SEC Settles with SPAC and Two Officers


SPACs have for some time been one of the most talked about investment vehicles. Their popularity soared quickly in part because of the apparent simplicity of the behicles. At the same times there are many questions about the sufficiency of the disclosure and the risks that investors face. Few cases have been brought by the Commission however. And, their popularity continues. The Commission’s most recent case in this area provides some insights into the investment vehicles. SEC v. Ulrich Kranz, Civil Action No. 23-cv-06332 (C.D. Ca. Filed August 4, 3023).

Named as defendants in the action are: Ulrich Kranz, a special advisor to the Executive Chairman of Canoo Inc. who resigned in April 2021 and Paul Balciunas, the v.p. and CFO of Canno until his resignation in March 2021. At the center of the case is Canoo Inc., a firm that designs and produced EVs whose share have been registered with the Commission under Exchange Act Section 12(b) and trades under the thicker GOEV.

Over a period of several months, beginning in August 2020, the financial projections Canoo furnished investors and others projections for 2021 showing that the firm would have revenue of $120 million and $250 million for 2022. The revenue was for providing engineering services to other companies. At the time Defendants Kratz and Balcciunas had information showing that significant projects on which the projections were based were not likely to develop.

At the end of March 2021 Canoo, which had just raised substantial sums from the public, announced that it would “deemphasize the engineering services line and remove the revenue from its public filings. The next day the firm’s stock price dropped about 21%.

Previously, Mr. Kranz had entered into an agreement with two Canoo investors. Under the terms of the agreement, he would receive up to $1 million in compensation for his work at Canoo. In October 2020 Mr. Kranz received over $900,000 from the two individuals. The sum was not disclosed as compensation as required. The complaint alleges violations of Securities Act Section 17(a)(3) and Exchange Act Sections 13(a) and 14(a).

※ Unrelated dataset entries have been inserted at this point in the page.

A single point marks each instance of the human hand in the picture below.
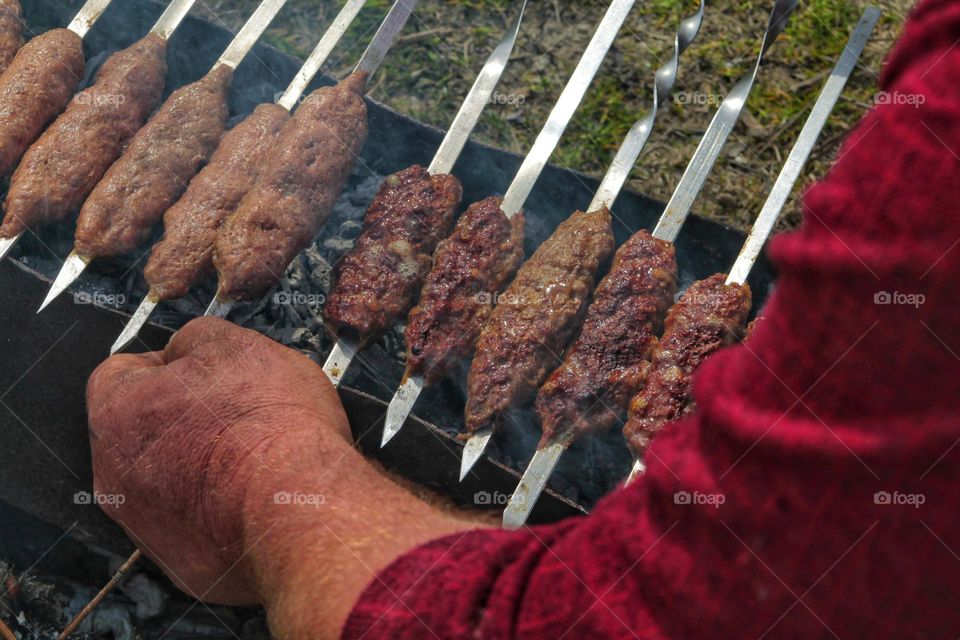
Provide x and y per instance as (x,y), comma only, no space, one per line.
(181,435)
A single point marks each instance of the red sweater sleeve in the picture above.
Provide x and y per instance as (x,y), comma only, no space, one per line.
(823,463)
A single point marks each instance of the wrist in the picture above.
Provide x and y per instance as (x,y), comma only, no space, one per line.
(315,539)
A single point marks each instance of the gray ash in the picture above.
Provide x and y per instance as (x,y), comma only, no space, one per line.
(46,578)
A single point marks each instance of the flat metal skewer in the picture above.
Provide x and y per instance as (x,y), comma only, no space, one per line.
(543,148)
(450,148)
(796,159)
(406,396)
(545,459)
(88,15)
(370,61)
(288,100)
(238,48)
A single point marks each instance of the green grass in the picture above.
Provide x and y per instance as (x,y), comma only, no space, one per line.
(430,70)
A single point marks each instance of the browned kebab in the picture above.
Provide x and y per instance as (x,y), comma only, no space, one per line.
(493,388)
(590,391)
(472,266)
(11,32)
(184,255)
(711,314)
(159,161)
(38,79)
(62,167)
(377,281)
(304,174)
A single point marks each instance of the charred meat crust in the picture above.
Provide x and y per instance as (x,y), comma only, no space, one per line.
(293,197)
(470,266)
(11,31)
(185,253)
(35,87)
(156,167)
(710,315)
(63,166)
(609,361)
(475,261)
(377,281)
(535,318)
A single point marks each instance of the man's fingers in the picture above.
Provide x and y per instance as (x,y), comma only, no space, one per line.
(201,334)
(116,373)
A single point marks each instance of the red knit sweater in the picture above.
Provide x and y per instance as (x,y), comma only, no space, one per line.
(833,399)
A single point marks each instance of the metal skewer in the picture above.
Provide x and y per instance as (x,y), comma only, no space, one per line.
(450,148)
(75,264)
(97,599)
(287,100)
(370,61)
(784,184)
(545,460)
(543,148)
(88,15)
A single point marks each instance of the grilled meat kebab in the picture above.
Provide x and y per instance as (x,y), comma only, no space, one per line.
(709,315)
(155,169)
(33,91)
(608,363)
(535,318)
(479,257)
(11,31)
(185,253)
(63,166)
(293,196)
(377,280)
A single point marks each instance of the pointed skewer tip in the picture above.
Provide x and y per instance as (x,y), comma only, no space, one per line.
(72,267)
(532,484)
(473,451)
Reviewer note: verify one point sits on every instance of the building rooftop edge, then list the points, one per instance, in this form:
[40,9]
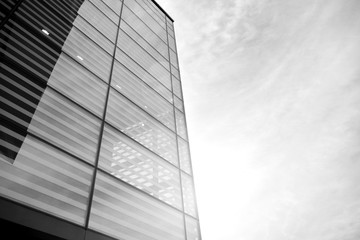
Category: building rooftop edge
[162,10]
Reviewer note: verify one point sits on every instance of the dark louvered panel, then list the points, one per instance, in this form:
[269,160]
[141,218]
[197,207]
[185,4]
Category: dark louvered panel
[31,39]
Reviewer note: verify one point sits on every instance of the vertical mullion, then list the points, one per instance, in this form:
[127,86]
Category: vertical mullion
[177,144]
[91,194]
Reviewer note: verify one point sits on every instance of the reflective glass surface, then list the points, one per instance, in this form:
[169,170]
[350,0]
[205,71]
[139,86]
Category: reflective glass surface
[192,228]
[123,212]
[184,155]
[66,125]
[180,124]
[88,53]
[98,19]
[140,126]
[80,85]
[129,85]
[47,179]
[188,194]
[134,164]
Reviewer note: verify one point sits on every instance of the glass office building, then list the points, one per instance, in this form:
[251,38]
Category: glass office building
[94,141]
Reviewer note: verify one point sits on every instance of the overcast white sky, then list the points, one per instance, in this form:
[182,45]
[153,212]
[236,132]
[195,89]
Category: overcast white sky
[272,97]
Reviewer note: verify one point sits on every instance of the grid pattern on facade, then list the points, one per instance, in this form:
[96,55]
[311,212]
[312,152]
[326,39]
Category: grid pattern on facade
[93,127]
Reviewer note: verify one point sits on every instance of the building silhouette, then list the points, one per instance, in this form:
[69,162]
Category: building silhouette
[93,134]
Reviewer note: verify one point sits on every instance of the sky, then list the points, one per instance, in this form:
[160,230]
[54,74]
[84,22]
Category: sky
[272,98]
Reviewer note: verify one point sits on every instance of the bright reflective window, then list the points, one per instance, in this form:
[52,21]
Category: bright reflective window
[140,126]
[134,164]
[123,212]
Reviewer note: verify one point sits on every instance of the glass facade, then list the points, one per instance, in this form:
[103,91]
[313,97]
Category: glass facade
[93,127]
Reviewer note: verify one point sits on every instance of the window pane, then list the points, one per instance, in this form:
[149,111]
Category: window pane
[47,179]
[188,194]
[143,58]
[184,155]
[178,103]
[115,5]
[143,30]
[172,43]
[134,164]
[180,124]
[145,45]
[192,229]
[60,122]
[77,83]
[5,8]
[144,96]
[142,74]
[106,10]
[126,213]
[173,59]
[88,54]
[140,126]
[153,11]
[94,34]
[91,14]
[147,19]
[177,87]
[175,72]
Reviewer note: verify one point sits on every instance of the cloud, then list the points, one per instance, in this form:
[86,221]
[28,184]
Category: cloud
[272,91]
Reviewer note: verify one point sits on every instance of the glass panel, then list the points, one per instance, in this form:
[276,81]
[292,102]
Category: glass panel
[145,45]
[143,75]
[153,11]
[124,212]
[88,54]
[134,164]
[115,5]
[144,59]
[175,72]
[156,10]
[178,103]
[192,229]
[45,178]
[54,18]
[60,122]
[172,43]
[140,93]
[5,8]
[106,11]
[184,155]
[94,34]
[180,124]
[143,30]
[91,14]
[173,59]
[140,126]
[188,195]
[170,32]
[74,81]
[147,19]
[177,87]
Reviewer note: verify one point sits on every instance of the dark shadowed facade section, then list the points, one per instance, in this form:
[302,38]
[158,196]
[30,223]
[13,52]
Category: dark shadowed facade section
[93,134]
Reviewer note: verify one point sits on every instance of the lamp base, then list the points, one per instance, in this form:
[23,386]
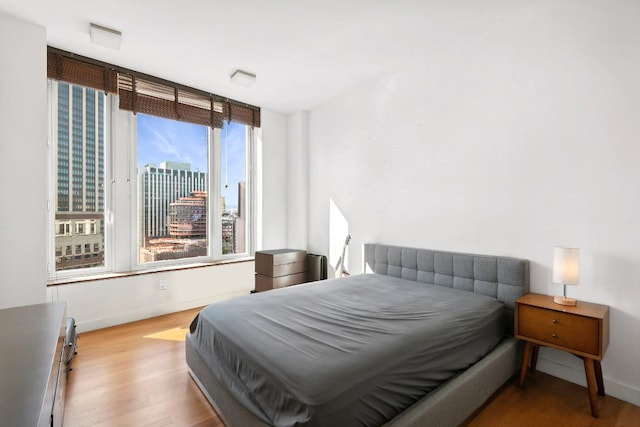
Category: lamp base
[565,301]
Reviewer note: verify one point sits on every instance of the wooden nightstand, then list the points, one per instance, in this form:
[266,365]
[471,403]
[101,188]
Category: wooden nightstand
[582,330]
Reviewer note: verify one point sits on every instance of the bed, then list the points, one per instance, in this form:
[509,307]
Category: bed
[425,338]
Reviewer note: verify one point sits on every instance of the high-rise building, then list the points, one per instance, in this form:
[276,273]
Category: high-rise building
[79,216]
[188,217]
[158,187]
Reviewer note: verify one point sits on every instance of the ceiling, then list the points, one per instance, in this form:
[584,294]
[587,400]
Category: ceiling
[304,53]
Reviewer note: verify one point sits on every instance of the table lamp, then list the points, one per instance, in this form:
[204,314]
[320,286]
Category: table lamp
[566,269]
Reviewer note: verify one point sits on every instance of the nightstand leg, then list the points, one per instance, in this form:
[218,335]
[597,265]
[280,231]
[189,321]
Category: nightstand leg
[534,358]
[591,385]
[525,363]
[599,381]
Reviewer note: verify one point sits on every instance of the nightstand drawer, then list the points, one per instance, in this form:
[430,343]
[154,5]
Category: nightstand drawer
[569,331]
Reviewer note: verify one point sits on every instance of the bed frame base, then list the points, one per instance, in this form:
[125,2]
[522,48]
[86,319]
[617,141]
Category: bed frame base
[447,406]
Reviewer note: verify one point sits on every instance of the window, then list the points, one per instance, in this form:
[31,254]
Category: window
[234,188]
[172,189]
[178,168]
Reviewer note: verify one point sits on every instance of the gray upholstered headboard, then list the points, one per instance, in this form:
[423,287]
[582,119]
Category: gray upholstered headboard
[503,278]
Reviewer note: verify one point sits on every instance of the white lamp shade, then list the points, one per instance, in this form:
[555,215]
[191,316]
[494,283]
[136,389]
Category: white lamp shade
[566,265]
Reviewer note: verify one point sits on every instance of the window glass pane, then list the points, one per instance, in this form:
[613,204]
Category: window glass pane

To resolve the action Mr. Kranz agreed to be enjoined from future violations of Securities Act Section 17(a)(3) and Exchange Act Section 14(a) and from aiding and abetting violations of Section 13(a). He also consented to the entry of a three-year officer/director bar and to pay a penalty of $125,000. Mr. Balcciunas consented to the entry of a permanent injunction based on Exchange Act Section 14(a), to the entry of a two-year officer/director bar and to pay disgorgement and prejudgment interest of $7,500 and a penalty of $50,000. Canoo agreed to pay a penalty of $1,500.